The Clinchfield's network listed 302 route miles as of 1950, which included all main line and secondary trackage. Its previously noted branches were few as it predominantly acted as a conveyor belt for bridge and coal traffic. The biggest change occurred in the mid-1970s when it came under the Family Lines System banner with the L&N, the new Seaboard Coast Line (a merger between the ACL and Seaboard Air Line in 1967), and a number of other smaller lines. With this came a new livery applied to all (with sub-lettering stenciled under locomotive cabs identifying each company) and gone was the Clinchfield’s familiar black and yellow paint scheme (Its original livery featured a gray and yellow design with black lettering. However, the heavy grime incurred regularly while passing through so many tunnels made it impossible to keep clean). As the 1970s gave way to the 1980s the Clinchfield Railroad would officially disappear when the Family Lines System formally became the Seaboard System in 1982, dissolving its corporate name.

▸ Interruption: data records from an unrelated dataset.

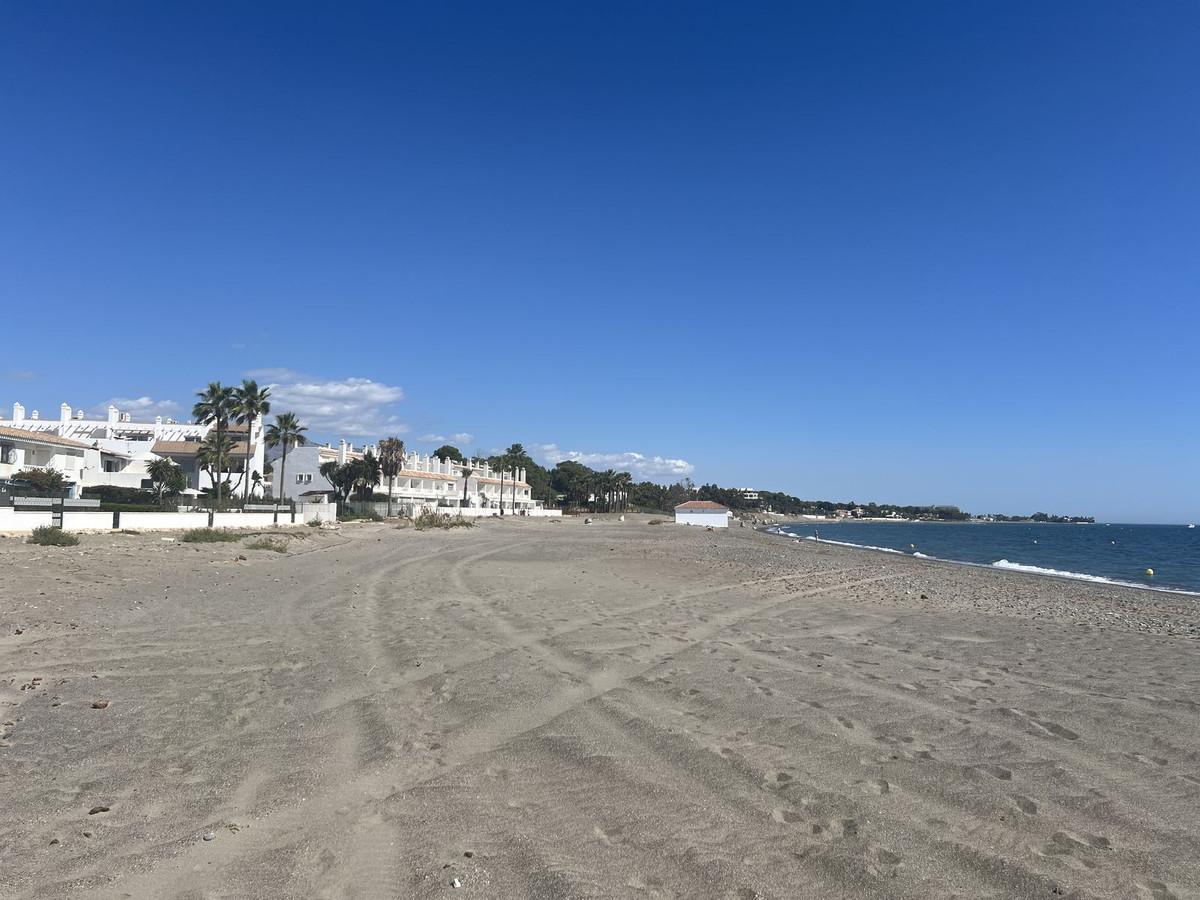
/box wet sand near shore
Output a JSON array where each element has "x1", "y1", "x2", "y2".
[{"x1": 0, "y1": 516, "x2": 1200, "y2": 900}]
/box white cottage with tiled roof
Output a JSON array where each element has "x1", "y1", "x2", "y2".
[{"x1": 676, "y1": 500, "x2": 730, "y2": 528}]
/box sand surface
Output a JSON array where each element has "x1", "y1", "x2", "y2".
[{"x1": 0, "y1": 517, "x2": 1200, "y2": 900}]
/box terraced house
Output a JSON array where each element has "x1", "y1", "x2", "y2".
[
  {"x1": 0, "y1": 403, "x2": 263, "y2": 493},
  {"x1": 270, "y1": 440, "x2": 539, "y2": 511}
]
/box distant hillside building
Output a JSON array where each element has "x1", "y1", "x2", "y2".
[
  {"x1": 676, "y1": 500, "x2": 730, "y2": 528},
  {"x1": 734, "y1": 487, "x2": 762, "y2": 506}
]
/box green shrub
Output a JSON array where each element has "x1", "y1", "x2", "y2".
[
  {"x1": 180, "y1": 528, "x2": 241, "y2": 544},
  {"x1": 337, "y1": 510, "x2": 383, "y2": 522},
  {"x1": 246, "y1": 538, "x2": 288, "y2": 553},
  {"x1": 25, "y1": 526, "x2": 79, "y2": 547},
  {"x1": 83, "y1": 485, "x2": 158, "y2": 509},
  {"x1": 413, "y1": 510, "x2": 475, "y2": 532}
]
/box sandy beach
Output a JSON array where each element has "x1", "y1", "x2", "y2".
[{"x1": 0, "y1": 516, "x2": 1200, "y2": 900}]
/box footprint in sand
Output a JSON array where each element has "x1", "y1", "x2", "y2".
[
  {"x1": 1138, "y1": 881, "x2": 1178, "y2": 900},
  {"x1": 1013, "y1": 793, "x2": 1038, "y2": 816},
  {"x1": 976, "y1": 766, "x2": 1013, "y2": 781}
]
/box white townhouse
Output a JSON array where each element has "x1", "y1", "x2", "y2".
[
  {"x1": 0, "y1": 425, "x2": 100, "y2": 496},
  {"x1": 0, "y1": 403, "x2": 263, "y2": 493},
  {"x1": 269, "y1": 440, "x2": 540, "y2": 511}
]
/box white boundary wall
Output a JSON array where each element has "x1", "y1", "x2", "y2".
[{"x1": 0, "y1": 503, "x2": 337, "y2": 534}]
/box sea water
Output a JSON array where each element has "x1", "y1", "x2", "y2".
[{"x1": 770, "y1": 522, "x2": 1200, "y2": 593}]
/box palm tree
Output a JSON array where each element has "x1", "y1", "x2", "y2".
[
  {"x1": 233, "y1": 378, "x2": 271, "y2": 505},
  {"x1": 379, "y1": 438, "x2": 404, "y2": 518},
  {"x1": 504, "y1": 444, "x2": 526, "y2": 515},
  {"x1": 192, "y1": 382, "x2": 234, "y2": 509},
  {"x1": 266, "y1": 413, "x2": 308, "y2": 522},
  {"x1": 350, "y1": 450, "x2": 382, "y2": 500},
  {"x1": 196, "y1": 430, "x2": 233, "y2": 500},
  {"x1": 462, "y1": 460, "x2": 475, "y2": 506},
  {"x1": 617, "y1": 472, "x2": 634, "y2": 512},
  {"x1": 496, "y1": 456, "x2": 509, "y2": 517},
  {"x1": 146, "y1": 456, "x2": 187, "y2": 504}
]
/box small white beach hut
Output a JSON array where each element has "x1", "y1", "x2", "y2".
[{"x1": 676, "y1": 500, "x2": 730, "y2": 528}]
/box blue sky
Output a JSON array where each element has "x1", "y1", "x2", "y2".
[{"x1": 0, "y1": 2, "x2": 1200, "y2": 521}]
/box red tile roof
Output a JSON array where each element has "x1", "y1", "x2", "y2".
[{"x1": 0, "y1": 425, "x2": 91, "y2": 450}]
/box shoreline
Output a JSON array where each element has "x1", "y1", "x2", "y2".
[
  {"x1": 755, "y1": 521, "x2": 1200, "y2": 599},
  {"x1": 7, "y1": 515, "x2": 1200, "y2": 900}
]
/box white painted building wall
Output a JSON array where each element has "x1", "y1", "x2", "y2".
[{"x1": 676, "y1": 509, "x2": 730, "y2": 528}]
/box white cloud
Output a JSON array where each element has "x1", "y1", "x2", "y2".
[
  {"x1": 246, "y1": 368, "x2": 408, "y2": 438},
  {"x1": 529, "y1": 444, "x2": 696, "y2": 480},
  {"x1": 91, "y1": 397, "x2": 182, "y2": 421}
]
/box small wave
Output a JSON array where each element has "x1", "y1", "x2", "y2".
[
  {"x1": 804, "y1": 535, "x2": 900, "y2": 553},
  {"x1": 991, "y1": 559, "x2": 1161, "y2": 594}
]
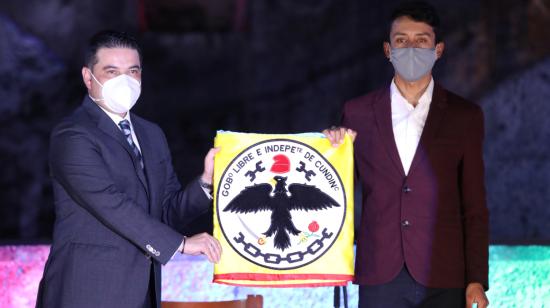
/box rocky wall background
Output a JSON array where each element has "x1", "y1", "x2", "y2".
[{"x1": 0, "y1": 0, "x2": 550, "y2": 242}]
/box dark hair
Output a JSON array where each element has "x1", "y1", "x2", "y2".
[
  {"x1": 390, "y1": 1, "x2": 443, "y2": 42},
  {"x1": 84, "y1": 30, "x2": 141, "y2": 69}
]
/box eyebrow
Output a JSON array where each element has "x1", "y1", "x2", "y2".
[
  {"x1": 393, "y1": 32, "x2": 432, "y2": 37},
  {"x1": 102, "y1": 64, "x2": 141, "y2": 71}
]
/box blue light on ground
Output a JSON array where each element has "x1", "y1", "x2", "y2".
[{"x1": 163, "y1": 245, "x2": 550, "y2": 308}]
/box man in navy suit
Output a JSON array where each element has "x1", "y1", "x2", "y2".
[
  {"x1": 325, "y1": 2, "x2": 489, "y2": 308},
  {"x1": 37, "y1": 31, "x2": 221, "y2": 308}
]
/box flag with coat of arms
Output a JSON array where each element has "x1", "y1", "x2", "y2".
[{"x1": 213, "y1": 131, "x2": 353, "y2": 287}]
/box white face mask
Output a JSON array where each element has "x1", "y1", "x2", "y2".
[{"x1": 90, "y1": 71, "x2": 141, "y2": 113}]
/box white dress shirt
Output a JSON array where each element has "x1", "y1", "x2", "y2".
[{"x1": 390, "y1": 78, "x2": 434, "y2": 175}]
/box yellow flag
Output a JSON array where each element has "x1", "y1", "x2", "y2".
[{"x1": 214, "y1": 131, "x2": 353, "y2": 287}]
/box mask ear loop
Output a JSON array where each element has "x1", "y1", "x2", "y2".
[{"x1": 88, "y1": 69, "x2": 105, "y2": 102}]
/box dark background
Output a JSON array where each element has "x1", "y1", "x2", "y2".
[{"x1": 0, "y1": 0, "x2": 550, "y2": 243}]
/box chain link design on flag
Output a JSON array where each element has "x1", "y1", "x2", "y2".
[{"x1": 214, "y1": 131, "x2": 353, "y2": 287}]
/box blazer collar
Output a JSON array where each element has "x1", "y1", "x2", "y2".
[
  {"x1": 82, "y1": 96, "x2": 149, "y2": 197},
  {"x1": 409, "y1": 83, "x2": 448, "y2": 174}
]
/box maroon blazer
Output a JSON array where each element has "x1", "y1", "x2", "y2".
[{"x1": 343, "y1": 84, "x2": 489, "y2": 289}]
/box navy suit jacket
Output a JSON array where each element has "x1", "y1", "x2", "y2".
[
  {"x1": 37, "y1": 97, "x2": 211, "y2": 308},
  {"x1": 343, "y1": 84, "x2": 489, "y2": 288}
]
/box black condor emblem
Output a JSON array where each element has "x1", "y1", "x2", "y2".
[{"x1": 216, "y1": 139, "x2": 346, "y2": 269}]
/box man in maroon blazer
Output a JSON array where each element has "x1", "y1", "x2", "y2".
[{"x1": 324, "y1": 2, "x2": 489, "y2": 308}]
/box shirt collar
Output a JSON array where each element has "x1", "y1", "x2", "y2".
[
  {"x1": 98, "y1": 104, "x2": 133, "y2": 128},
  {"x1": 390, "y1": 77, "x2": 434, "y2": 109}
]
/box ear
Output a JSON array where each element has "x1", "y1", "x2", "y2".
[
  {"x1": 435, "y1": 42, "x2": 445, "y2": 59},
  {"x1": 383, "y1": 42, "x2": 391, "y2": 59},
  {"x1": 82, "y1": 66, "x2": 93, "y2": 91}
]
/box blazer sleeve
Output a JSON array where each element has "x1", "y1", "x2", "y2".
[
  {"x1": 460, "y1": 106, "x2": 489, "y2": 290},
  {"x1": 161, "y1": 127, "x2": 212, "y2": 230},
  {"x1": 50, "y1": 123, "x2": 183, "y2": 264}
]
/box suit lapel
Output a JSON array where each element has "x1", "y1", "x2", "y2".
[
  {"x1": 84, "y1": 97, "x2": 149, "y2": 194},
  {"x1": 373, "y1": 87, "x2": 405, "y2": 176},
  {"x1": 409, "y1": 84, "x2": 447, "y2": 174}
]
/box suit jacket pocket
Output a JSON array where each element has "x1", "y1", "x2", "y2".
[{"x1": 68, "y1": 243, "x2": 120, "y2": 307}]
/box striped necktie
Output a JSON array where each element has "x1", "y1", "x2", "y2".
[{"x1": 118, "y1": 120, "x2": 144, "y2": 169}]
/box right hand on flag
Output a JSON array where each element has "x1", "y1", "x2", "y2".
[
  {"x1": 183, "y1": 233, "x2": 222, "y2": 263},
  {"x1": 323, "y1": 126, "x2": 357, "y2": 148}
]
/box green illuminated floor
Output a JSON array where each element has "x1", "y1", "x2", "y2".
[{"x1": 487, "y1": 246, "x2": 550, "y2": 308}]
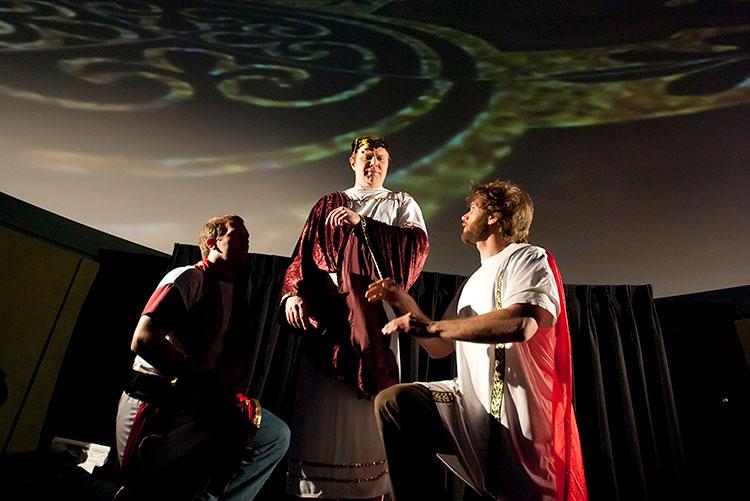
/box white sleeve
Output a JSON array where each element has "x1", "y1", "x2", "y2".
[
  {"x1": 396, "y1": 192, "x2": 427, "y2": 233},
  {"x1": 501, "y1": 245, "x2": 560, "y2": 319}
]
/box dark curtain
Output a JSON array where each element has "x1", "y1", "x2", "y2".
[{"x1": 172, "y1": 244, "x2": 685, "y2": 500}]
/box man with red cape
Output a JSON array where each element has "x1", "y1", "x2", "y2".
[{"x1": 367, "y1": 181, "x2": 587, "y2": 501}]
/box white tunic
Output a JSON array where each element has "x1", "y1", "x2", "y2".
[
  {"x1": 287, "y1": 187, "x2": 427, "y2": 498},
  {"x1": 424, "y1": 244, "x2": 560, "y2": 498}
]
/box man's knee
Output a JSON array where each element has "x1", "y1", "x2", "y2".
[
  {"x1": 261, "y1": 410, "x2": 291, "y2": 456},
  {"x1": 374, "y1": 383, "x2": 431, "y2": 424}
]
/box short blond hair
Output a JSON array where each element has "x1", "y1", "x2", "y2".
[
  {"x1": 466, "y1": 179, "x2": 534, "y2": 243},
  {"x1": 198, "y1": 214, "x2": 245, "y2": 258}
]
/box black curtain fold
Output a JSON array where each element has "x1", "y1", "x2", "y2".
[{"x1": 172, "y1": 244, "x2": 684, "y2": 500}]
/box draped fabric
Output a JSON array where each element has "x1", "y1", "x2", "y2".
[
  {"x1": 282, "y1": 193, "x2": 428, "y2": 396},
  {"x1": 547, "y1": 252, "x2": 588, "y2": 501},
  {"x1": 173, "y1": 245, "x2": 686, "y2": 501}
]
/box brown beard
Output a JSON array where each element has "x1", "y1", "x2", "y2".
[{"x1": 461, "y1": 214, "x2": 492, "y2": 245}]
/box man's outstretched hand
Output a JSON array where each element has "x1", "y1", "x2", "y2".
[
  {"x1": 383, "y1": 313, "x2": 436, "y2": 337},
  {"x1": 284, "y1": 296, "x2": 318, "y2": 331}
]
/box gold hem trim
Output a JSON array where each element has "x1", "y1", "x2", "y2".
[
  {"x1": 289, "y1": 459, "x2": 385, "y2": 469},
  {"x1": 286, "y1": 470, "x2": 388, "y2": 484}
]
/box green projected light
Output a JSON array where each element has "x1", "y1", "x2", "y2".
[{"x1": 0, "y1": 0, "x2": 750, "y2": 218}]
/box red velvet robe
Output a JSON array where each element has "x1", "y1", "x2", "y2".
[{"x1": 282, "y1": 193, "x2": 429, "y2": 396}]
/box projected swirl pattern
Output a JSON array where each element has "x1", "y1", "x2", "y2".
[{"x1": 0, "y1": 1, "x2": 750, "y2": 217}]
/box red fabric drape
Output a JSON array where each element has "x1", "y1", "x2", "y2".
[
  {"x1": 547, "y1": 251, "x2": 588, "y2": 501},
  {"x1": 282, "y1": 193, "x2": 429, "y2": 396}
]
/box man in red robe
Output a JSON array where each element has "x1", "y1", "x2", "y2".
[{"x1": 282, "y1": 136, "x2": 428, "y2": 499}]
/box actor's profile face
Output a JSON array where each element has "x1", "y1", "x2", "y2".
[
  {"x1": 461, "y1": 199, "x2": 491, "y2": 244},
  {"x1": 349, "y1": 146, "x2": 390, "y2": 188},
  {"x1": 216, "y1": 223, "x2": 250, "y2": 265}
]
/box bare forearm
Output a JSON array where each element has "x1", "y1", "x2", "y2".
[
  {"x1": 427, "y1": 310, "x2": 538, "y2": 343},
  {"x1": 130, "y1": 316, "x2": 198, "y2": 377}
]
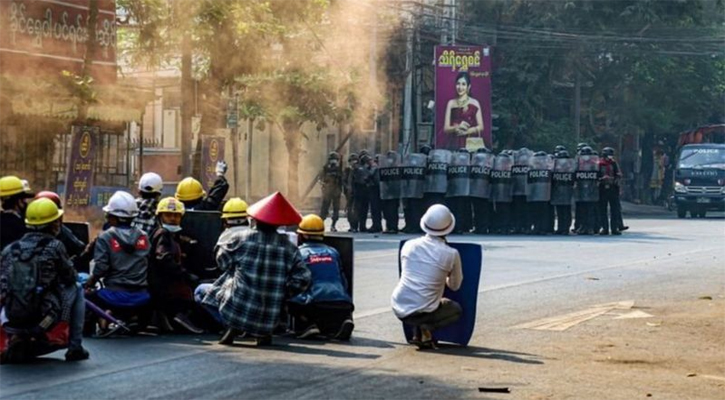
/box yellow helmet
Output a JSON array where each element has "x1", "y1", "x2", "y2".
[
  {"x1": 156, "y1": 197, "x2": 186, "y2": 215},
  {"x1": 222, "y1": 197, "x2": 247, "y2": 219},
  {"x1": 297, "y1": 214, "x2": 325, "y2": 236},
  {"x1": 0, "y1": 175, "x2": 30, "y2": 197},
  {"x1": 176, "y1": 177, "x2": 206, "y2": 201},
  {"x1": 25, "y1": 198, "x2": 63, "y2": 226}
]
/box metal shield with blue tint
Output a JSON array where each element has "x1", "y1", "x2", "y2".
[{"x1": 398, "y1": 240, "x2": 483, "y2": 346}]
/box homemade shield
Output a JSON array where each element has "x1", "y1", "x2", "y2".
[
  {"x1": 180, "y1": 211, "x2": 223, "y2": 279},
  {"x1": 398, "y1": 241, "x2": 483, "y2": 346}
]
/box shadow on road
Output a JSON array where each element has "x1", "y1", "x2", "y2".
[{"x1": 435, "y1": 343, "x2": 544, "y2": 364}]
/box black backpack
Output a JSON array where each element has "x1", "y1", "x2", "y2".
[{"x1": 5, "y1": 238, "x2": 51, "y2": 327}]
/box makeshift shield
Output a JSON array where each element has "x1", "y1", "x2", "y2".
[
  {"x1": 180, "y1": 211, "x2": 223, "y2": 279},
  {"x1": 398, "y1": 241, "x2": 483, "y2": 346}
]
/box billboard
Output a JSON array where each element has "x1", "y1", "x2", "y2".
[
  {"x1": 64, "y1": 126, "x2": 101, "y2": 208},
  {"x1": 0, "y1": 0, "x2": 116, "y2": 83},
  {"x1": 435, "y1": 46, "x2": 491, "y2": 150},
  {"x1": 201, "y1": 135, "x2": 226, "y2": 192}
]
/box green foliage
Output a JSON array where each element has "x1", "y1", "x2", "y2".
[{"x1": 461, "y1": 0, "x2": 725, "y2": 149}]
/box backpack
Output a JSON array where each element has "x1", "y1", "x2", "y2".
[{"x1": 5, "y1": 238, "x2": 51, "y2": 327}]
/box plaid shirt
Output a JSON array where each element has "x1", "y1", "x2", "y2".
[
  {"x1": 203, "y1": 230, "x2": 311, "y2": 335},
  {"x1": 0, "y1": 232, "x2": 77, "y2": 321},
  {"x1": 131, "y1": 197, "x2": 159, "y2": 237}
]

In 1986 Seaboard was merged into CSX Transportation, followed by the Chessie System a year later.
Diesel Locomotive Roster
American Locomotive Company (Alco)
|S4||3034, 3039, 3049||Leased||3|
Electro-Motive Corporation/Electro-Motive Division
General Electric (GE)
|GP16||4600-4613||Ex-SCL and rebuilt GP7s||14|
Steam Locomotive Roster
|H-1, H-2, H-4||Consolidation||2-8-0|
|K-1 Through K-4||Mikado||2-8-2|
|L-1 Through L-3||Articulated||2-8-8-2|
|M-1 Through M-3||Articulated||2-6-6-2|
Until 2015 the former Clinchfield route served as a vital coal artery under CSX. The Class I announced on October 15th that year significant reductions would occur along the old CRR network as a result of losing more than $1 billion in coal business since 2012. The move resulted in roughly 300 employees either losing their jobs or transferred to other areas. In addition the railroad has mothballed or closed sections of the main line between Elkhorn City, Kentucky and Spartanburg, South Carolina. Officially, the corridors affected include the Kingsport Subdivision between Shelby Yard in Pikeville, Kentucky and Erwin, Tennessee along with the Blue Ridge Subdivision between Erwin and Spartanburg. The results of this move will almost certainly affect the famous Santa Claus Special, originally started during the Christmas of 1943 and has operated every year since. Over the past 60+ years of its annual holiday trek the train has traveled the very same Clinchfield main line since its first year. Today it is co-sponsored by both the Kingsport Area Chamber of Commerce and of course, CSX.